Class Quale: Soul Food
A Jewish philosopher keeps a thermos of his Bubbe's hot chicken noodle soup on him at all times. Twice per day, out of combat, he may heal one hit level (going with beta rules here) of damage to himself.
At Least Two Opinions:
Argument and debate off the cuff are the Jewish philosopher's bread and butter, or for those in the know, gefilte fish and chrein. Until his next turn, the Jewish philosopher may present a snappy rejoinder to any one attack (this must be roleplayed by the player to be effective). The philosopher and the attacking opponent make opposed Oratory+Charisma rolls. If the attacker wins, the attack proceeds as normal. If the player wins, the attacker is utterly stymied and the attack does no damage.
For You, A Little Wisdom:
The Jewish philosopher regales his opponent with a long and seemingly irrelevant story. At the end of the convoluted tale, however, is a life lesson so critical and earthshaking that the opponent becomes Speechless and may not attack directly for as many turns as the attack dealt hit levels of damage. Due to the sheer length of this story, this ability requires two actions to complete, meaning that the player begins the attack in his first turn, and the attack strikes the opponent at the end of his next turn.
Laws of Kashrut:
The Jewish philosopher invokes a little-known bylaw that renders a certain type of damage "not kosher". For the next three turns, all damage of that type is halved (round down). This includes damage dealt by the philosopher's allies.
The Rambam Says:
Select a number of opponents equal to Conviction score divided by three (round down). Instead of acting for his next three turns, the Jewish philosopher issues basic commands prefaced by the phrase "The Rambam says". All selected opponents must obey these commands to the best of their ability unless the player does not preface the command with "The Rambam says". Should any opponent so selected either fail to complete a valid command, or successfully complete an invalid command, he is knocked unconscious.

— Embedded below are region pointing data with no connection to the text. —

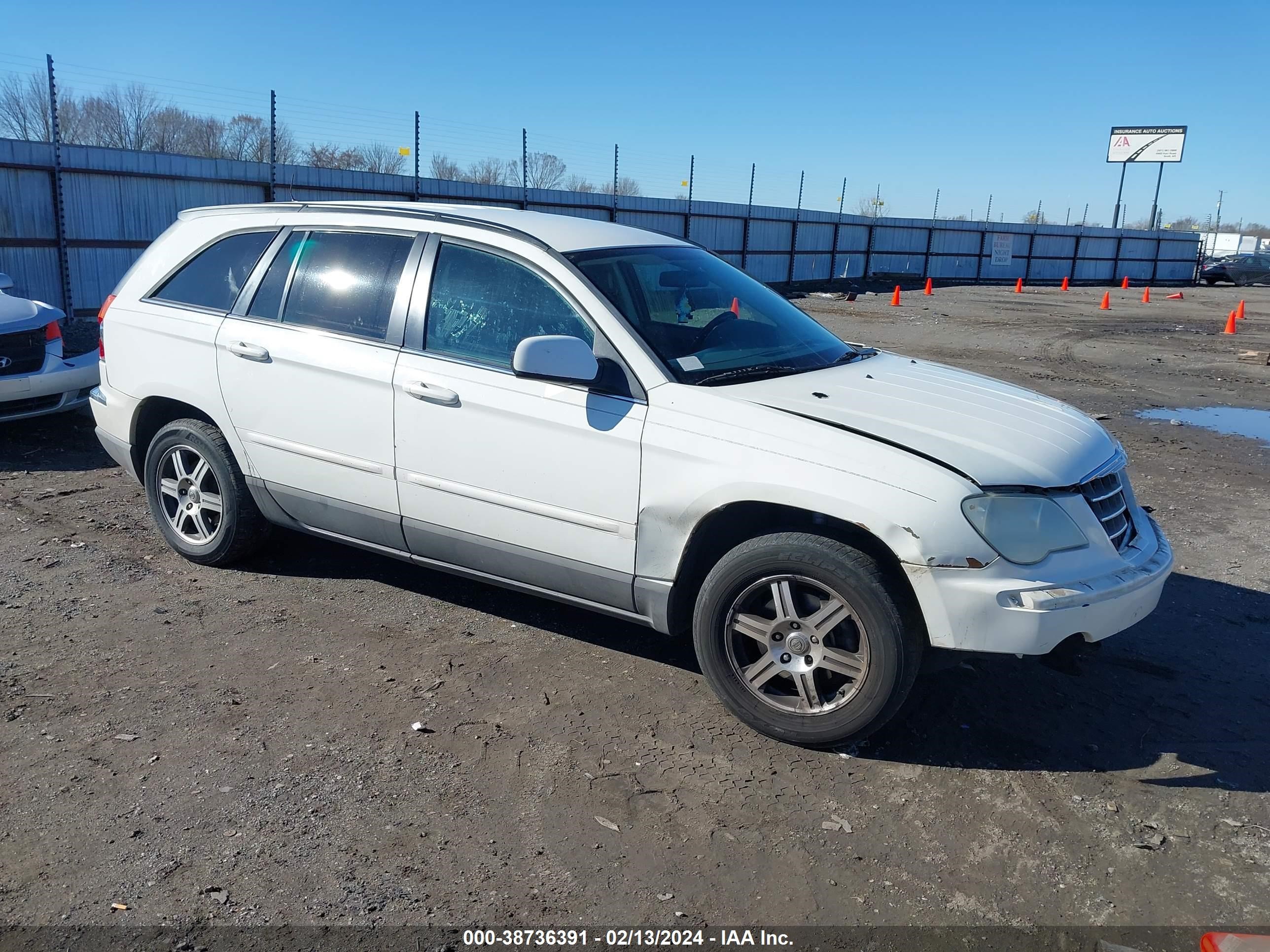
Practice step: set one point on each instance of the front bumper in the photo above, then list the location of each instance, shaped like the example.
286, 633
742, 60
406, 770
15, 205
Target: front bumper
1001, 609
59, 385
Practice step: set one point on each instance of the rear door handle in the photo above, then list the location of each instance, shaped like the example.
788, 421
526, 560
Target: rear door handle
432, 394
249, 352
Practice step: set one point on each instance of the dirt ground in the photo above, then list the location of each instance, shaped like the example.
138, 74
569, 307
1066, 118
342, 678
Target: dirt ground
173, 732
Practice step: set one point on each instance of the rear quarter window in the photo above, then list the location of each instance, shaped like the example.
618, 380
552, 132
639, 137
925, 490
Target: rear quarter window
215, 276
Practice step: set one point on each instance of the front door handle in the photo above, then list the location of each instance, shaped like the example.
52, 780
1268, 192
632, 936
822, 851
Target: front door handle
249, 352
431, 393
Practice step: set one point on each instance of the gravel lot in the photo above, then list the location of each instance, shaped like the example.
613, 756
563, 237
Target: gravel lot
173, 732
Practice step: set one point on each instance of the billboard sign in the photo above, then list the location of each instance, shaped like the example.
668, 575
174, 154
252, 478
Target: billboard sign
1147, 144
1002, 249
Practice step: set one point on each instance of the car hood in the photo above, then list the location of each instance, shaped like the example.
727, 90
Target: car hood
18, 314
992, 432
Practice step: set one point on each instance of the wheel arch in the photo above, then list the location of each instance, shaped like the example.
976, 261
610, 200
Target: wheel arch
153, 414
733, 523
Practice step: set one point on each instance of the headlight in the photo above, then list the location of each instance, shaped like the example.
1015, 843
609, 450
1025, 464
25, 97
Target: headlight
1023, 527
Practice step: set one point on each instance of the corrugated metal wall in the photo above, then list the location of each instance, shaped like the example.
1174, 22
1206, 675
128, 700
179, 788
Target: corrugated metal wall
116, 202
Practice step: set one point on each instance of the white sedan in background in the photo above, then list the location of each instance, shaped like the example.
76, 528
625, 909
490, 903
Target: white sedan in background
35, 377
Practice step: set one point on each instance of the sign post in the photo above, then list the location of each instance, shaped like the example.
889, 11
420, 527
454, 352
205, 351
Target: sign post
1002, 250
1145, 144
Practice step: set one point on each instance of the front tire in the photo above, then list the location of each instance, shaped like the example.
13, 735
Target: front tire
199, 497
801, 639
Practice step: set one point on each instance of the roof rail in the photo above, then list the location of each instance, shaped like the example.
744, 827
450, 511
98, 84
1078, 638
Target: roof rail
373, 208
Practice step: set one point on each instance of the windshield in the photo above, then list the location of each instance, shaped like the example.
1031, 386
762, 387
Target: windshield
709, 322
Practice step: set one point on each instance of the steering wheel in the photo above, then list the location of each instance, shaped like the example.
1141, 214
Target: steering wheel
714, 323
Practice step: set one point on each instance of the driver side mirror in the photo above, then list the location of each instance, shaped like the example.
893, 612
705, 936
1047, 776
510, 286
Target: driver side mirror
556, 357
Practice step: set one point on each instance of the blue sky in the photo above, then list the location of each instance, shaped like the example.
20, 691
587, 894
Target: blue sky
1013, 100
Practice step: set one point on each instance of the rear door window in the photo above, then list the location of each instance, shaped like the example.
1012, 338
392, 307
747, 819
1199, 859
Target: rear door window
215, 276
483, 305
268, 298
346, 282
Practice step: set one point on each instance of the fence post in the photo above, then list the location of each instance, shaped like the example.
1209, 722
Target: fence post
687, 219
274, 144
869, 247
798, 215
837, 229
750, 211
59, 197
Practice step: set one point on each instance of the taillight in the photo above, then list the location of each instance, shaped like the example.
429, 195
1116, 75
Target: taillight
101, 328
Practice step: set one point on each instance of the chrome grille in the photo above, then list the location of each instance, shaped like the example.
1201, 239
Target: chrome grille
1110, 503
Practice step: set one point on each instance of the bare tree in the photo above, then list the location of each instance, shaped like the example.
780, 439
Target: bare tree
124, 117
492, 172
25, 108
444, 168
627, 186
382, 158
543, 170
332, 157
870, 206
172, 130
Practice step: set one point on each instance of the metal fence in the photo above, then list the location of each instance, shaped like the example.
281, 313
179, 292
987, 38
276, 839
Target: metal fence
73, 219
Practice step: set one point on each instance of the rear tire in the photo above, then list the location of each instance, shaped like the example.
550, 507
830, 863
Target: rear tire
801, 639
199, 497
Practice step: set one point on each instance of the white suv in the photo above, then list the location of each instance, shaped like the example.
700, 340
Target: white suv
621, 420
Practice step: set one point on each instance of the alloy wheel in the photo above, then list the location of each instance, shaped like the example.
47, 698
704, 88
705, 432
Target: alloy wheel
190, 495
797, 644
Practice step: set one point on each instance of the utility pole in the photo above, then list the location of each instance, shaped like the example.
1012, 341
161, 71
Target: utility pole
1116, 215
1155, 202
1217, 225
274, 142
750, 211
687, 220
59, 199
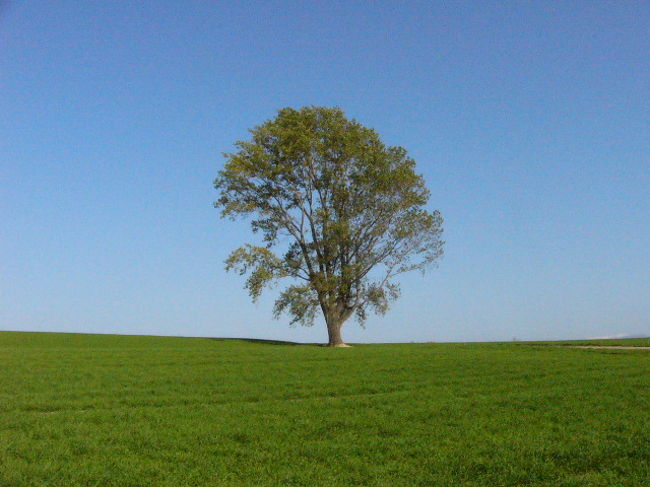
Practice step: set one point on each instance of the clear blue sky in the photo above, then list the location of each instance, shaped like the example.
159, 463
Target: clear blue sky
529, 120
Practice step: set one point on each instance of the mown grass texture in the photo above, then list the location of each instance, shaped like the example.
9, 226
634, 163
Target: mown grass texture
102, 410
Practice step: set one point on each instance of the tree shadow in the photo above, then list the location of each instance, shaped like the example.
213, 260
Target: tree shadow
262, 341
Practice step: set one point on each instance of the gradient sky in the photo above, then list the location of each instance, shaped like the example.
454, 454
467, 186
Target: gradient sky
529, 120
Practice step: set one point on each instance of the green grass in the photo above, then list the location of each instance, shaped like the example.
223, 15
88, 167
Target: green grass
84, 410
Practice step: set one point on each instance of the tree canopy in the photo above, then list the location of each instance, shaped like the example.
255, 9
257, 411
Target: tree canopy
340, 215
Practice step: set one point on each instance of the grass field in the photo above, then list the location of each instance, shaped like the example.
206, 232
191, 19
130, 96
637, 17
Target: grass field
93, 410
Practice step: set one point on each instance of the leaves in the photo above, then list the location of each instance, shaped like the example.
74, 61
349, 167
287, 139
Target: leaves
351, 208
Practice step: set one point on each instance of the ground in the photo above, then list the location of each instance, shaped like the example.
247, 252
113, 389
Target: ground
85, 410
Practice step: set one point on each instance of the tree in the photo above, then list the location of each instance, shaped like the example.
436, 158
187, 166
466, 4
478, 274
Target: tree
341, 215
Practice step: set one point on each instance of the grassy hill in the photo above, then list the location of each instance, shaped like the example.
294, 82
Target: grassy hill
85, 410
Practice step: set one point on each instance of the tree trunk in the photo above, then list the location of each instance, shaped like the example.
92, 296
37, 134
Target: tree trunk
334, 333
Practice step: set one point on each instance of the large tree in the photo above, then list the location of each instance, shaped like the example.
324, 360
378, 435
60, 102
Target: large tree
340, 214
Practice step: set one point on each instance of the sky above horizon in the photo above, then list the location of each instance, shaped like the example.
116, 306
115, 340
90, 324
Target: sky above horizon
530, 122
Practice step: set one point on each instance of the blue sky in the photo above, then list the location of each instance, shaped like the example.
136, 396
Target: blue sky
529, 120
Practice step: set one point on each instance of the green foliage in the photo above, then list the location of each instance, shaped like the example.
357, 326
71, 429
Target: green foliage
352, 208
119, 411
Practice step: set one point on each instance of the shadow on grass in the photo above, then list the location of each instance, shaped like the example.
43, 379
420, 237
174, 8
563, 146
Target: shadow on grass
265, 342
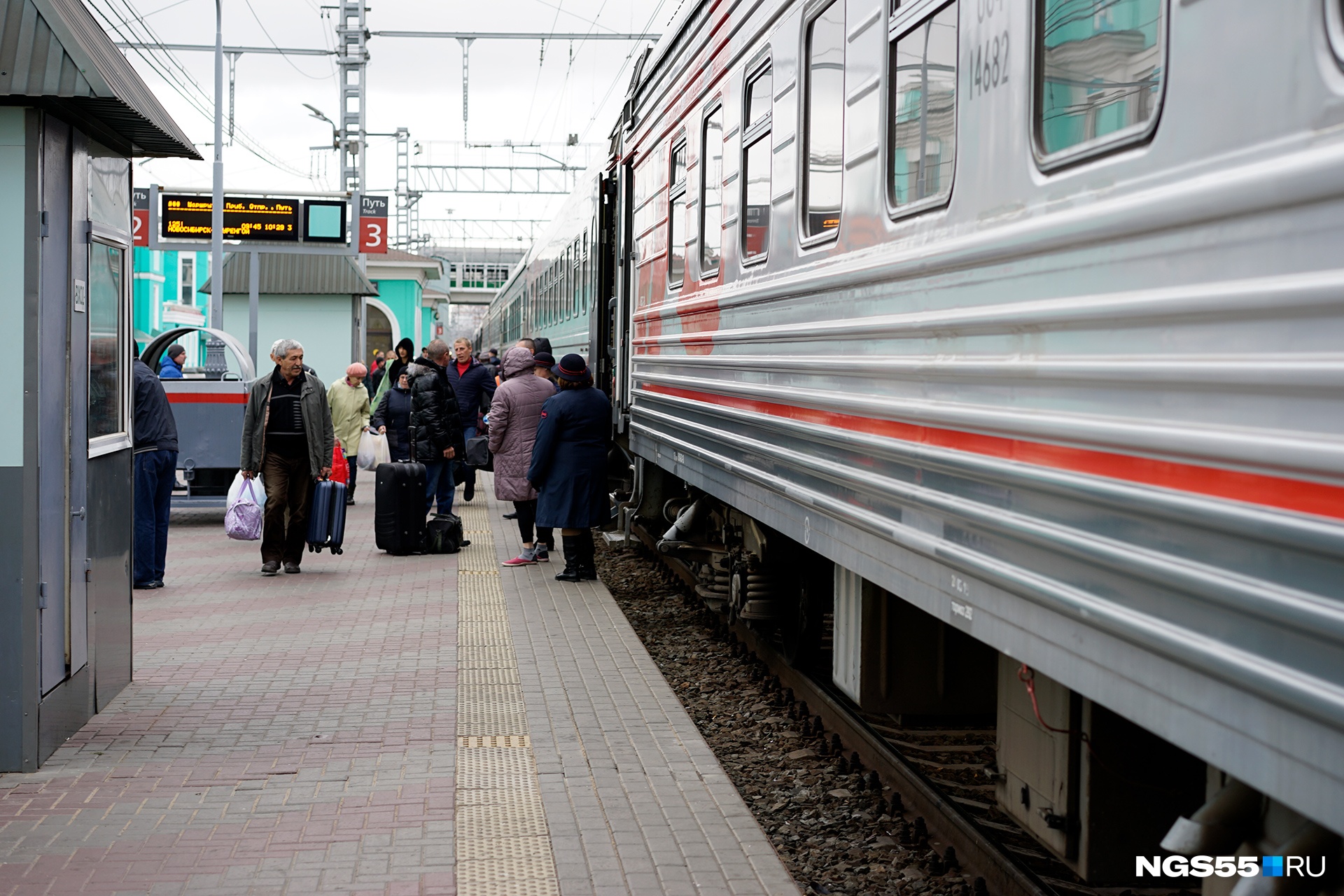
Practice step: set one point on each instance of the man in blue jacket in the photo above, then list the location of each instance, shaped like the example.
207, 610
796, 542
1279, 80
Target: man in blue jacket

The possible commands that the philosopher may issue are limited only in that they must not directly place the life or health of the selected opponents at risk, and that it must be an action that all the opponents can feasibly perform. Opponents so selected may still perform actions on their turns, so long as they also perform all valid commands issued by the player.
A Jewish philosopher's argumentative skill truly shines in a two-person arena, in which he and an opponent can cross-examine one another to gain the most insight from the discussion. The player may designate one single opponent. For the remainder of the battle, actions performed by the player and that opponent can only effect one another, and nobody else can effect either of them. This effect does not end until the encounter ends, even if one of the combatants is incapacitated; however, it does end if either combatant dies.
You Should Have A Dozen Like Yourself:
For one turn, the Jewish philosopher takes no actions, instead bemoaning the stress that his opponents have put him under. On his following turn, all opponents that dealt him damage last turn immediately take the amount of damage they dealt him, plus his Charisma score divided by five (rounded down).
The Almighty Brisket:
The Jewish philosopher removes himself from battle and assembles his field kitchen. Until the end of the battle, he may take no combat actions. Beginning the second turn of battle, the wonderful smells emanating from his efforts provide a bonus to all skill checks made by his allies equal to his ranks in the Cooking skill. If the battle lasts longer than seven rounds, then the philosopher has had time to complete a meal of brisket, roasted potatoes and carrots, and challah; allies are healed of all damage at the end of the encounter by the delicious power of kosher beef.